The New Zealand dollar is falling strongly, and the Central opens the door to further easing
The New Zealand dollar fell to its lowest levels in four months, influenced by the decision of the Reserve Bank of New Zealand (RBNZ) to cut interest rates by a quarter point as expected, but with more hawkish hints than the market expected, as the New Zealand Reserve left the door open for a new round of monetary easing in the coming months, prompting the New Zealand currency to decline by more than 1%.
Decision and forecast: reduction and threat of further cuts
In a move aimed at supporting economic growth, the central bank cut the official interest rate by 25 basis points to 3.0%, the lowest level it has recorded in three years.
This decision marks the seventh consecutive cut since August 2024, bringing the total interest rate cut during this cycle to 250 basis points.
And it was not the decision itself that was the big surprise, but the expectations and the language that surrounded it.
The bank has lowered its minimum interest rate forecast to 2.55%, from the 2.85% it had forecast last May, indicating that the corrective path is not over yet.

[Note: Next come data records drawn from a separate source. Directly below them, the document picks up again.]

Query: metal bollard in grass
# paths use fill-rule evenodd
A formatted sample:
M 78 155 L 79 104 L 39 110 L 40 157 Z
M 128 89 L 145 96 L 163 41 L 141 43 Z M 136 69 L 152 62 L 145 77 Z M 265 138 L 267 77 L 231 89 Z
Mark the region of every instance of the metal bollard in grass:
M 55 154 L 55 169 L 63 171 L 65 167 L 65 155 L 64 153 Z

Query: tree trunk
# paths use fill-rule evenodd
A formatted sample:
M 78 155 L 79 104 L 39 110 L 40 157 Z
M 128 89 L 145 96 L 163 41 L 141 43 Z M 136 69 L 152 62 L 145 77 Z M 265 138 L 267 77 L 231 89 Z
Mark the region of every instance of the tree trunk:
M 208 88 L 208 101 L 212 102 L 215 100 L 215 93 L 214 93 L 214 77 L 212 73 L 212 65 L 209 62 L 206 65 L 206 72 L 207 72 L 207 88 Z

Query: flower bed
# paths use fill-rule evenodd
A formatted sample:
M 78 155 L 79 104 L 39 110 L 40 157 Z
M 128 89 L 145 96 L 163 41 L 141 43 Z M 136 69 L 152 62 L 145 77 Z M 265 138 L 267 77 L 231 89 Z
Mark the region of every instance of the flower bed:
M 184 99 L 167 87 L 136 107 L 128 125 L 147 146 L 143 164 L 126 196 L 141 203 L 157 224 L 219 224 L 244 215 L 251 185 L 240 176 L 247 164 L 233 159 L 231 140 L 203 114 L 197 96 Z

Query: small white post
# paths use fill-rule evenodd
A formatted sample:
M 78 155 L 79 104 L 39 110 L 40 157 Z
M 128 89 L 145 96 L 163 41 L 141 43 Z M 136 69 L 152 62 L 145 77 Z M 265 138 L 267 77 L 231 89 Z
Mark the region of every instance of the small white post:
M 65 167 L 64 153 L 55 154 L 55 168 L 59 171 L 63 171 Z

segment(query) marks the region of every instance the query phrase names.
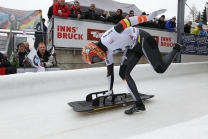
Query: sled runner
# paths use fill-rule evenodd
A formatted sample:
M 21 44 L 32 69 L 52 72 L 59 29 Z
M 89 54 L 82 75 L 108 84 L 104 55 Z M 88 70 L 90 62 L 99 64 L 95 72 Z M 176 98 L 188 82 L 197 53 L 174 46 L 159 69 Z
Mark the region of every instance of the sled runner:
M 118 106 L 126 106 L 134 102 L 130 93 L 112 94 L 105 96 L 104 94 L 106 92 L 108 91 L 101 91 L 88 94 L 86 96 L 86 100 L 69 102 L 68 105 L 71 106 L 73 110 L 76 112 L 91 112 L 97 110 L 104 110 L 108 108 L 114 108 Z M 95 97 L 94 99 L 93 96 Z M 147 100 L 154 97 L 154 95 L 140 93 L 140 97 L 142 100 Z

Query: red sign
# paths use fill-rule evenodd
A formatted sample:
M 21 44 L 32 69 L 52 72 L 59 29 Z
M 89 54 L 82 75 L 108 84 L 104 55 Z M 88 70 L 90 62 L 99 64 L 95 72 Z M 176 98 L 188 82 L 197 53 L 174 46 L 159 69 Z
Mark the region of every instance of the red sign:
M 57 26 L 57 38 L 69 40 L 83 40 L 83 34 L 77 33 L 78 27 Z
M 162 47 L 173 47 L 173 42 L 171 37 L 161 37 L 161 44 Z
M 98 30 L 98 29 L 87 29 L 87 40 L 90 41 L 99 41 L 103 33 L 106 30 Z
M 159 36 L 152 36 L 157 41 L 157 44 L 159 44 Z

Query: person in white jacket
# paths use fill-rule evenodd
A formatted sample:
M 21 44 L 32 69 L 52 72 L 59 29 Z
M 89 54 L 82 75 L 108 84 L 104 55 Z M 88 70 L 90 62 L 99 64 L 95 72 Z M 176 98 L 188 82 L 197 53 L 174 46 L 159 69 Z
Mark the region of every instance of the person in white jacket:
M 37 55 L 40 58 L 42 67 L 49 68 L 53 66 L 53 56 L 46 50 L 44 42 L 38 44 Z
M 158 10 L 146 16 L 133 16 L 121 20 L 117 25 L 107 30 L 97 43 L 88 43 L 82 49 L 82 58 L 88 64 L 105 61 L 107 65 L 108 94 L 111 95 L 114 83 L 113 54 L 125 49 L 122 57 L 119 75 L 126 88 L 131 93 L 135 105 L 125 111 L 125 114 L 145 110 L 136 84 L 130 73 L 138 63 L 142 55 L 145 55 L 153 69 L 158 73 L 164 73 L 182 46 L 174 44 L 173 50 L 165 57 L 161 57 L 156 40 L 146 31 L 132 27 L 147 22 L 166 10 Z

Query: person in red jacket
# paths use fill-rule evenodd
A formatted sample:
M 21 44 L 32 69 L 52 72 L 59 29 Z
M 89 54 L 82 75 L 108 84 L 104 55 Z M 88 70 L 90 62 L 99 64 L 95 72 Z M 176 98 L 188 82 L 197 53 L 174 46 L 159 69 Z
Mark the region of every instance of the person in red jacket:
M 68 5 L 65 4 L 65 0 L 59 0 L 53 5 L 53 14 L 55 16 L 69 17 L 70 12 Z
M 82 10 L 78 1 L 75 1 L 74 4 L 70 7 L 70 14 L 70 17 L 72 18 L 82 18 Z

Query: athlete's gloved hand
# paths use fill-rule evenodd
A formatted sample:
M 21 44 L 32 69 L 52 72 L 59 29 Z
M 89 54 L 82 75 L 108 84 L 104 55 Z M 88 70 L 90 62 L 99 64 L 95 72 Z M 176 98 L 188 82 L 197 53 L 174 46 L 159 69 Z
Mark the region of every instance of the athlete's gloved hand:
M 162 14 L 164 12 L 166 12 L 166 9 L 161 9 L 161 10 L 154 11 L 154 12 L 150 13 L 147 16 L 147 21 L 153 20 L 155 17 L 157 17 L 158 15 L 160 15 L 160 14 Z

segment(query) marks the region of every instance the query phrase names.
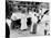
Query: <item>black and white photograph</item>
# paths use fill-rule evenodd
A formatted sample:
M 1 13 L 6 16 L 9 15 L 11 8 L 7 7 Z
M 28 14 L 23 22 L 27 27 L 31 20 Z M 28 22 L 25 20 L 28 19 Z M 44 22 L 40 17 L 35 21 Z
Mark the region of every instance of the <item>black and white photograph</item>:
M 6 38 L 50 36 L 49 2 L 6 0 Z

A split within the commission and a tendency towards sharp easing
Even more worrying was the split of the members of the 6-member Monetary Policy Committee, with two members voting in favor of an even larger 50 basis point cut.
This split is a strong signal that there is real concern within the bank about the health of the economy, and that there are strong tendencies towards adopting a more aggressive monetary policy to counter the expected slowdown.
The reason for pessimism: a comprehensive review of economic forecasts
The main reason for this accommodative attitude lies in the bank's pessimistic outlook towards domestic economic prospects.
In a move that reflects a clear decline in confidence, the bank made widespread and substantial cuts to its forecasts on several key indicators, most notably:
- Growth of gross domestic product.
- The unemployment rate.
- Growth of private sector wages.
This downward revision means that policymakers feel the need to act quickly and more aggressively to prevent further deterioration.
What's next Interest path forecasts
Against this background, market expectations have become clear: the probability of another cut at the next October meeting is estimated at about 50%, while a new cut is almost certainly expected (by more than 100%) in November, unless the economic data witness a sudden and unexpected improvement.
Market reaction: the dollar is falling, bonds are rising
The market reaction was immediate and sharp.
The New Zealand dollar (NZD) fell by more than 1%, trading near 0.5830 US dollars, the lowest rate recorded since mid-April.
In contrast, government bond prices have seen a sharp rise, as investors turn to safe havens expecting the low interest rate environment to last longer.
In the end, the RBNZ seems to be sending a clear message that the health of the local economy is ahead of its priorities on the strength of the currency. With the pessimistic outlook continuing and room for further cuts, the New Zealand dollar is likely to remain under pressure in the near term.